Apa yang sedang dilakukan ibu pagi ini? Membaca Al quran membangunkan kita atau sedang memasak nasi goreng sebagai sarapan pagi buat kita, mengenang hari-hari lalu saat kita masih kelas satu SD, mencium tangan beliau dengan semangat lalu makan dengan lahap, ibu kita pagi ini mungkin sedang mengenang, saat kita masih senang bersama beliau, lalu tiba-tiba rasa sepi menghinggapinya, melihat anaknya sudah jauh meninggalkan rumah, jangankan cium tangan, bilang saja sudah dengan motor menyala. Mari sejenak kita mengingat ibu, yang mungkin saat ini sedang menangis memikirkan sikap kita padanya.

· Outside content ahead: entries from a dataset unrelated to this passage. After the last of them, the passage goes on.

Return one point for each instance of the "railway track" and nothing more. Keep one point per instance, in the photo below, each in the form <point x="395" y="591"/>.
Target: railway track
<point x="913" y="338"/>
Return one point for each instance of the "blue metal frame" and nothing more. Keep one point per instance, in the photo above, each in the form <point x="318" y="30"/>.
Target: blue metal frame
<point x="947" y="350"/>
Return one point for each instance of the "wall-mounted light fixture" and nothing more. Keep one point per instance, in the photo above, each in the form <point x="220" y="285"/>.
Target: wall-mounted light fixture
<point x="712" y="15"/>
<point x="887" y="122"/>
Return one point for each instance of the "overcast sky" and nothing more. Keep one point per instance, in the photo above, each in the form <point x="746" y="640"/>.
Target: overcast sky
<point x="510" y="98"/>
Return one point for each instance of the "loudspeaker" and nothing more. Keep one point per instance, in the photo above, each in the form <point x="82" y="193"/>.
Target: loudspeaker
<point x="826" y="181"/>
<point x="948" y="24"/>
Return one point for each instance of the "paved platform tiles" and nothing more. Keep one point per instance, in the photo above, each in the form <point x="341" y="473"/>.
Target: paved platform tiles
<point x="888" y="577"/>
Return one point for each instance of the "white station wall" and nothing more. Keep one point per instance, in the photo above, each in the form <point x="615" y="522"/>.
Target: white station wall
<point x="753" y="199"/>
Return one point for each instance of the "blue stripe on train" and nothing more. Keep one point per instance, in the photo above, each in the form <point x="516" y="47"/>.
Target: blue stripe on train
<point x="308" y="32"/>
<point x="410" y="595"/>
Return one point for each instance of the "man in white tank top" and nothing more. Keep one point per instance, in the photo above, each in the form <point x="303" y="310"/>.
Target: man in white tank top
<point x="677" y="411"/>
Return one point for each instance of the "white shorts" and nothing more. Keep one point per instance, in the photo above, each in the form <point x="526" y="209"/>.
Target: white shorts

Ibu, bagaimanapun beliau pada kita. Adalah ibu yang selalu akan merindukan kita. Sangat. Bagaimanapun beliau adalah yang mengandung kita berbulan-bulan dalam kandunganya, berdegup dalam satu detakan jantung, berhati-hati dengan segala apa yang dimakannya agar kita selamat, bersusah payah berjalan ketika hamil nya sudah tua, lalu bertaruh nyawa untuk memberikan separuh hidupnya pada kita. Ibu itulah yang kini sedang mencari waktu, mengais kesempatan untuk bersama kita, walau kadang caranya tak berkenan dihati kita. Bukan ibu yang berubah, namun kita lah yang sudah menjauh. Mari sejenak kita mengingat ibu, yang mungkin saat ini sedang menangis memikirkan sikap kita padanya.
Ibu kita mungkin saja menyimpan kerinduan pada kita, pernahkan engkau melihat seorang wanita renta yang masih memikul bakul berjualan dipasar? Pernah kah kita berpikir, kemanakah anaknya? Begitu tegakah anaknya membiarkannya berjualan dengan tubuh serenta itu? Apakah perasaannya pada anaknya? Mungkin ibu kita tidak seperti itu...tapi benarkah kita tidak seperti anak – anaknya, membiarkan rasa sepi menyergap diujung usia ibu kita? Membiarkan beliau tetap dalam kerinduannya pada kehadiran kita?
Karena itu mari kita sejenak berhenti di sini, bicara tentang rasa kesendirian seorang ibu. Tentu saja agar kita teringat dan tersadar, serta kemudian mau sesekali berbicang – bincang dan tidur dipangkuannya seperti dulu. Sesekali kita perlu mengobati rasa rindu beliau, meninggalkan teman dan kesibukan untuk sesaat pulang menemuinya di senja syahdu menemani beliau duduk di beranda rumah, mungkin ada obat pada luka rindu itu, ketika kita mencium tangan beliau pagi ini.
Mari sejenak kita bicara tentang rasa sepi seorang ibu.